A partir deste momento, as formas de expressão do racismo e do preconceito mudaram tão significativamente que se imaginava que estes fenômenos estariam em declínio. Com efeito, uma série de pesquisas, utilizando metodologias tradicionais de coleta de dados ou medidas diretas de atitudes raciais feitas em épocas diferentes, demonstrou que as atitudes contra os negros, em vários lugares do mundo, estavam mudando (Lima & Vala, 2004).

Nos EUA, os estereótipos atribuídos aos negros pelos americanos brancos tornaram-se progressivamente menos negativos. Nos anos 30, mais de 80% dos americanos brancos consideravam os negros como supersticiosos.

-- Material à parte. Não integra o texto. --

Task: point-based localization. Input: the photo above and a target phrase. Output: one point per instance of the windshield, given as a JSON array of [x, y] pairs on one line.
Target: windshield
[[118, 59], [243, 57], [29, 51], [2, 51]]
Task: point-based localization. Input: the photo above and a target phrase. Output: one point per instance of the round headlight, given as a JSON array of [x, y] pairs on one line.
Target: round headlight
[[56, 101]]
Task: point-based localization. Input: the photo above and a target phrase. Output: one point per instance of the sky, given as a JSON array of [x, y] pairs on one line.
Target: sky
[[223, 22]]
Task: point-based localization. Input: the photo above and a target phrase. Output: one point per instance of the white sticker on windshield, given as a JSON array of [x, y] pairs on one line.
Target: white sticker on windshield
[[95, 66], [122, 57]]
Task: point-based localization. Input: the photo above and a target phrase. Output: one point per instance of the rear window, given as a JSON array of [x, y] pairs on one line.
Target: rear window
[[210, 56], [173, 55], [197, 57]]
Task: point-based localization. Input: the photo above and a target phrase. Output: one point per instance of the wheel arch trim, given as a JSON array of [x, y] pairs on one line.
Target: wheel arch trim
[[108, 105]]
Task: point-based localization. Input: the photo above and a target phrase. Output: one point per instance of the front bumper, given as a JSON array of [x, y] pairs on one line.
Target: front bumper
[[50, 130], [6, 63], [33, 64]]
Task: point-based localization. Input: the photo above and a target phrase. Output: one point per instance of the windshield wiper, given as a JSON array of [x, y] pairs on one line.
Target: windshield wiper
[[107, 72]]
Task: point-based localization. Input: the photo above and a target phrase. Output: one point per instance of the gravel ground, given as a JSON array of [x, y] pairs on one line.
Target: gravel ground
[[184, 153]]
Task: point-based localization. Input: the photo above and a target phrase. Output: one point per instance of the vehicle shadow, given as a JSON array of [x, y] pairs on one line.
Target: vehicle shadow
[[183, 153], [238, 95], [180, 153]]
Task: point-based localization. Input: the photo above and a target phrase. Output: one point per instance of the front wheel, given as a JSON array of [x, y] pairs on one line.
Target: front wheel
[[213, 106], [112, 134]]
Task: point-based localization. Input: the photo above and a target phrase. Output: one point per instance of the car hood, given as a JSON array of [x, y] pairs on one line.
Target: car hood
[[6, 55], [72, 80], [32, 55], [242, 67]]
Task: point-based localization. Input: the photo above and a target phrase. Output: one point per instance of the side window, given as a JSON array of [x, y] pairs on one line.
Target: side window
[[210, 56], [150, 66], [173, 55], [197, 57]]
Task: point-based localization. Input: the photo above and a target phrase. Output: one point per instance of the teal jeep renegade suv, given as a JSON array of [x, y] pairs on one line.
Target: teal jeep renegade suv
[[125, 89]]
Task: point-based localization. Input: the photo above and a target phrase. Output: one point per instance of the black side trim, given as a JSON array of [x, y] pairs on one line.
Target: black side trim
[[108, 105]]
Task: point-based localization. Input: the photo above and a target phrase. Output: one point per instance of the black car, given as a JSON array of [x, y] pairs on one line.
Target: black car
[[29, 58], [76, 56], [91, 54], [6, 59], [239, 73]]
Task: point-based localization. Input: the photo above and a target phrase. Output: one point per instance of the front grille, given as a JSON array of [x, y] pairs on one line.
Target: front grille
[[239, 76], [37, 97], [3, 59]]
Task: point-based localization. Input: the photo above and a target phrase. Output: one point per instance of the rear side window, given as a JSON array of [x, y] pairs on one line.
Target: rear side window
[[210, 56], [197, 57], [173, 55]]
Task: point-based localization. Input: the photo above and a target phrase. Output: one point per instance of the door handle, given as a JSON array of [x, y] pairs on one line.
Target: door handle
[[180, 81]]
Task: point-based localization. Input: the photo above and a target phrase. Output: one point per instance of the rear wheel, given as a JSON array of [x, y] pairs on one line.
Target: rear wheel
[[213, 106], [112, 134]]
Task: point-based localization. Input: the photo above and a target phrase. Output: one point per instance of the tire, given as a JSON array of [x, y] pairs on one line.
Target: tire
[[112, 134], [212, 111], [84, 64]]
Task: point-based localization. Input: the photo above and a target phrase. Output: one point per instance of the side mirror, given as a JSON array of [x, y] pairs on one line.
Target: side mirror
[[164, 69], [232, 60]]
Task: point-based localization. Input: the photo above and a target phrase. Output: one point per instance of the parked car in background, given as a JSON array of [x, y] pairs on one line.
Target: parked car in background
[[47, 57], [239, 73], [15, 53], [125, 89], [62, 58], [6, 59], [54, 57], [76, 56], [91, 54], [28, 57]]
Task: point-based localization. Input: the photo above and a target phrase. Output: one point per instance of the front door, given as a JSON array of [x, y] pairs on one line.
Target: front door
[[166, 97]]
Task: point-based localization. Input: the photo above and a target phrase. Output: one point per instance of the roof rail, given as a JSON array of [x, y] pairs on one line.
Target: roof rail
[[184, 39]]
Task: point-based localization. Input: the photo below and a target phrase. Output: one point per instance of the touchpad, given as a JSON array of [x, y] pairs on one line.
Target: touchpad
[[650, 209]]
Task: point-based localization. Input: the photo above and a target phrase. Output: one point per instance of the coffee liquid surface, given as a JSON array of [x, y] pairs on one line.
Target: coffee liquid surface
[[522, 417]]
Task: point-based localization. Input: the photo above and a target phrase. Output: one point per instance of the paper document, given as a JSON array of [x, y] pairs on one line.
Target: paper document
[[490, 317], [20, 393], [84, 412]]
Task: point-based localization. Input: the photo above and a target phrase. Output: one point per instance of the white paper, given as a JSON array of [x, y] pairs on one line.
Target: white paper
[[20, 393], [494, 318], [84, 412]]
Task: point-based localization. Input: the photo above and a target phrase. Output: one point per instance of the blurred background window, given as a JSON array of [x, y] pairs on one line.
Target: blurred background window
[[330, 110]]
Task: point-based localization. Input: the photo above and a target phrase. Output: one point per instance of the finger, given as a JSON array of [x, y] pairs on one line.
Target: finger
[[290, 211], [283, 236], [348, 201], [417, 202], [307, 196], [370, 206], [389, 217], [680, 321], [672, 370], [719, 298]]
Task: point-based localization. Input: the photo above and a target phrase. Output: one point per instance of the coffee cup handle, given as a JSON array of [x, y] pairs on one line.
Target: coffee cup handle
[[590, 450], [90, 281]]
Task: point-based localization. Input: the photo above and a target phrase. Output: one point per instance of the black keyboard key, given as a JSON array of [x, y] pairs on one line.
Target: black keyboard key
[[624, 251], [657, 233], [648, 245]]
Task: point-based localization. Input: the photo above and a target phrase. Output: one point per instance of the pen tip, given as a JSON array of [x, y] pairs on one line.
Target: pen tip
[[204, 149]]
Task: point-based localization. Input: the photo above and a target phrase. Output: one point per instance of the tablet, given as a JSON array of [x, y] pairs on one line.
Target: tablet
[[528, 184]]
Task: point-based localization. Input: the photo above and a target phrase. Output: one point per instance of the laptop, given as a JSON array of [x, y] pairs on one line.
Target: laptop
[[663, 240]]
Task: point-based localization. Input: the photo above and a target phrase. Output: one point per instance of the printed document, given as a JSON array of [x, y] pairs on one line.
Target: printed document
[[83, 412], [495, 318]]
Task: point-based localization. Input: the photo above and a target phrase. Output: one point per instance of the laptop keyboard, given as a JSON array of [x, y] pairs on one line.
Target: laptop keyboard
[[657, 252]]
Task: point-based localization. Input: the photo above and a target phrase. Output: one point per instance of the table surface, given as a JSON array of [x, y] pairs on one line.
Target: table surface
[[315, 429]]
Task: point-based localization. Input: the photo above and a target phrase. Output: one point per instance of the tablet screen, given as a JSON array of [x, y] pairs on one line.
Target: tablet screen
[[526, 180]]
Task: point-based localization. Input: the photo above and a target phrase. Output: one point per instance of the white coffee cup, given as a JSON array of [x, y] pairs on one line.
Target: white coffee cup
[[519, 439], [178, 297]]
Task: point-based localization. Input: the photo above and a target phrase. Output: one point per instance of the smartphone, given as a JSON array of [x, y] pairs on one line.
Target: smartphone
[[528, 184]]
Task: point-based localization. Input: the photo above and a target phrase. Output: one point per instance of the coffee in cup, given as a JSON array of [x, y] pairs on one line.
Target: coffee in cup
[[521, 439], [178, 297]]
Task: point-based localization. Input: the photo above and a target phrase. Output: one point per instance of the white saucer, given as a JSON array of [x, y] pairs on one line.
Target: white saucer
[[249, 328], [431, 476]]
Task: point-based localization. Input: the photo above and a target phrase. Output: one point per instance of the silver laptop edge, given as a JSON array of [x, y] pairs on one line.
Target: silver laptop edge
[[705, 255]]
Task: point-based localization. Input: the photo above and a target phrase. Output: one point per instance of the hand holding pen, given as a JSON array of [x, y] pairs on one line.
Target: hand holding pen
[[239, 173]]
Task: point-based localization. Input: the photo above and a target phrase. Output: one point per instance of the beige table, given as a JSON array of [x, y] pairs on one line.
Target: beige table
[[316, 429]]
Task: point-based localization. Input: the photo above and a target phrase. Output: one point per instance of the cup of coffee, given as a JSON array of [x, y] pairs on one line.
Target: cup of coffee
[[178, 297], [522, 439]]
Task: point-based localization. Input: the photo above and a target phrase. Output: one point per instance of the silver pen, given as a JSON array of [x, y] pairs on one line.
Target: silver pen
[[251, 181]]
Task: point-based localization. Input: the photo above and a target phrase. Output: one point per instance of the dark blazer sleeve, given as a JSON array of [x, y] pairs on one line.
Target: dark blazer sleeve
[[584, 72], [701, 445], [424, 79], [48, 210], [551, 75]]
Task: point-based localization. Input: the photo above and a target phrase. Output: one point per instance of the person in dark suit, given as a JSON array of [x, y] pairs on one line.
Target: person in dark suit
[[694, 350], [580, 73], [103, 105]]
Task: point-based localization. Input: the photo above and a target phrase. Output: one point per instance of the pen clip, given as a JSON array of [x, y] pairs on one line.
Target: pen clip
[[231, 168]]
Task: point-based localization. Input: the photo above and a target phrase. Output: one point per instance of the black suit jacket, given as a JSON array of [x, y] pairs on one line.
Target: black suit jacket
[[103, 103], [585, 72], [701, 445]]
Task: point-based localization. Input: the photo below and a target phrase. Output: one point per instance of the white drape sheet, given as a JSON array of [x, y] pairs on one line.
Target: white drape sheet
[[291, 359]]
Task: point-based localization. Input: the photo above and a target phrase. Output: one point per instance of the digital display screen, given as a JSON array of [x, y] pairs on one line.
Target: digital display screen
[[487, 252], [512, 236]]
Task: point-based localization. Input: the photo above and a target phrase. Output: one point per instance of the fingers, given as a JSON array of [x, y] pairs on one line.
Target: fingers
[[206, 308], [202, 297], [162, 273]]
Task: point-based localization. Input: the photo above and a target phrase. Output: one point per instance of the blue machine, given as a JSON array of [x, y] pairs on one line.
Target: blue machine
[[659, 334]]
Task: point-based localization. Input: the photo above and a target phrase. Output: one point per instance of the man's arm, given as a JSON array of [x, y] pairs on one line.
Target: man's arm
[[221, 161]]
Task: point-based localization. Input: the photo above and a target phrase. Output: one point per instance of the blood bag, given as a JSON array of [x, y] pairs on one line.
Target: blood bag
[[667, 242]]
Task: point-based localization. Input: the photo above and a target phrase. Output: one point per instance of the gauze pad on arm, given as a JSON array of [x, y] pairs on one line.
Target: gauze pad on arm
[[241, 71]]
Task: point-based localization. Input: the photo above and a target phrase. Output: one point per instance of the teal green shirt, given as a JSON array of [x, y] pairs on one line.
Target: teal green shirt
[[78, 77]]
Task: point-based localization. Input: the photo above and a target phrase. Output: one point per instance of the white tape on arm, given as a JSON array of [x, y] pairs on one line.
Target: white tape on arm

Esta aceitação aberta do estereótipo negativo caiu para 3% nos anos 90 (Aronson, Wilson, & Akert, 2002; Lima & Vala, 2004)

Na Europa, em uma pesquisa realizada junto a amostras representativas de vários países, 70% dos europeus afirmaram que os imigrantes deveriam ter os mesmos direitos que eles (Ben Brika, Lemaine & Jackson, 1997).

No Brasil, dados comparativos dos estereótipos atribuídos aos negros, na década de 50, em amostras de estudantes universitários brancos, indicaram também um claro padrão de mudança nos estereótipos associados aos negros. Os estereótipos negativos em relação aos negros praticamente caíram em desuso. Em contrapartida, os dados indicam que os estereótipos positivos ganharam mais poder com o tempo (Camino, da Silva, Machado & Martinez, 2000).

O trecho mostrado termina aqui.